What Was the Source of Nutter's Arithmetic Book?

I became quite interested to understand where the arithmetic examples in Jacob Nutter's notebook came from.  There were many references to variations of something called the "Rule of Threes" written in very formal language.  In addition there were many numbered arithmetic problems including multiplication, division currency conversions, and weights and measures.

There was one clue in the body of the text that eventually allowed me to track down the original source of this material.  Here is a clip from Nutter's journal with that clue:

It reads "See more of this in my yong algebraist Companion".  This seemed to be a clear reference to a text book.  Upon research on the internet I found, that yes, indeed, there was a "Young Algebraist Companion" by a Daniel Fenning, who was apparently well known for writing text books in the mid-18th century in England.  Further research showed that one of his other books was called the "British Youth's Instructor.  I was able to find a copy of one page of this book from a college libary collection that was shown on line.  Here is the page from that book:


Next I searched through the Nutter notebook and found this:
The exact same problems!!  I found the source!  Since then, I found a complete copy of Fenning's book on the internet through Google.  Here is a copy of the cover page:


Here is another comparison between the two books.
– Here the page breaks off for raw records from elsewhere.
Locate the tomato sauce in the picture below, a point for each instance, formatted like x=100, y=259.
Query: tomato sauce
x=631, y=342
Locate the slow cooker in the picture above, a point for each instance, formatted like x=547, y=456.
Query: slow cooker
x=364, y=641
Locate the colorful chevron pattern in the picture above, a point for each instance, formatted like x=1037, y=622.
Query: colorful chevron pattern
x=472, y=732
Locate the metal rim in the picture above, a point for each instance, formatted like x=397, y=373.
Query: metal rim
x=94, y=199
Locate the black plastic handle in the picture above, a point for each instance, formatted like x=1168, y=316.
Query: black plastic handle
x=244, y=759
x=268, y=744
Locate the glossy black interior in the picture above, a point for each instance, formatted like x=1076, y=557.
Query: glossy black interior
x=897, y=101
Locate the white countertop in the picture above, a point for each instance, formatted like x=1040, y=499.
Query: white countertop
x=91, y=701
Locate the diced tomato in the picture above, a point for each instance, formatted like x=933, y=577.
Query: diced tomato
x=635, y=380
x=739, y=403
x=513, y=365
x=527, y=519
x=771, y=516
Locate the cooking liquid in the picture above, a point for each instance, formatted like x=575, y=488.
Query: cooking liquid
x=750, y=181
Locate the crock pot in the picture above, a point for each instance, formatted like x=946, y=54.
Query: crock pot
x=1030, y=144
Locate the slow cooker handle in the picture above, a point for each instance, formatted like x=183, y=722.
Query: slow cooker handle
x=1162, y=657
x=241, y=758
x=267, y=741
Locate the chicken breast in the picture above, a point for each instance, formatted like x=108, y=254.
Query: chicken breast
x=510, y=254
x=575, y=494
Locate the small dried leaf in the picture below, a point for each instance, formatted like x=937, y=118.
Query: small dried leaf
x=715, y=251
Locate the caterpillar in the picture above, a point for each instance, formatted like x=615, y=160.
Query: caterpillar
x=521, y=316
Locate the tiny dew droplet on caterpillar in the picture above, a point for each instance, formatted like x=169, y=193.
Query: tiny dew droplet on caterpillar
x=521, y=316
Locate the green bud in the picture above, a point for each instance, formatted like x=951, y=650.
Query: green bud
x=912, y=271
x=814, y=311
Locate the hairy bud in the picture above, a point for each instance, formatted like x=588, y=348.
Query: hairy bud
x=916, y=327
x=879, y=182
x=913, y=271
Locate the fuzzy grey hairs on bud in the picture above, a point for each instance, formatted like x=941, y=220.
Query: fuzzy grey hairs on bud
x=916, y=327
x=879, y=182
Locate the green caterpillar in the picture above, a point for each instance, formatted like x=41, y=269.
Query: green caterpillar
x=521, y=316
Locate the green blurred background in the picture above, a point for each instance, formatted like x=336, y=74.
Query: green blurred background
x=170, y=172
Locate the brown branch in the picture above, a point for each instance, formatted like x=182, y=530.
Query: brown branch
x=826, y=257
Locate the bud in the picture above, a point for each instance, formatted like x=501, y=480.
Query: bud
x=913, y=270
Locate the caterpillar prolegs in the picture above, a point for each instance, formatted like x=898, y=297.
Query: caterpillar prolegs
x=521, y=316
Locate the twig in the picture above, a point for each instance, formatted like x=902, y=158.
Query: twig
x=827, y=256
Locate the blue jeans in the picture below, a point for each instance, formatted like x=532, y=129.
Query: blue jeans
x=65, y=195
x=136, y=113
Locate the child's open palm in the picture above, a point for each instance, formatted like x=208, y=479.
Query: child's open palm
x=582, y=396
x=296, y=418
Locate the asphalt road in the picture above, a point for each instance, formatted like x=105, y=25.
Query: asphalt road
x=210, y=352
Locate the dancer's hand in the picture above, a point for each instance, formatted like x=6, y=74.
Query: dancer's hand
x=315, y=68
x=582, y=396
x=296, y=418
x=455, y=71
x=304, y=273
 So, now I know where the arithmetic problems originated from.  But how did the text get into the Prison?  According to Charles Herbert's detailed journal of his time spent at Mill Prison, The Reverend Robert Heath, one of the Commissioners assigned by the British government to look after the prisoner's welfare, would periodically bring to the prisoners various books donated by the local population who were sympathetic to the American cause.  It is likely that Fenning's book was donated to the prisoners and circulated about the prison for self improvement.  In 1778 the prisoner conditions began to improve and they were allowed pen and paper along with books and many began self studies to keep their minds occupied and perhaps Jacob Nutter had an opportunity to hand copy the original text.

My research also indicates that Richard Dale, one of the American officers a Mill Prison at the same time as Nutter, and later first Lieutenant of the Bonhomme Richard, also maintained a math notebook at Mill Prison which is now with his other papers at the Library of Congress.  Someday, if I have a chance to go to Washington again, I would like to look at his notebook to see if there is any similarity to Nutter's.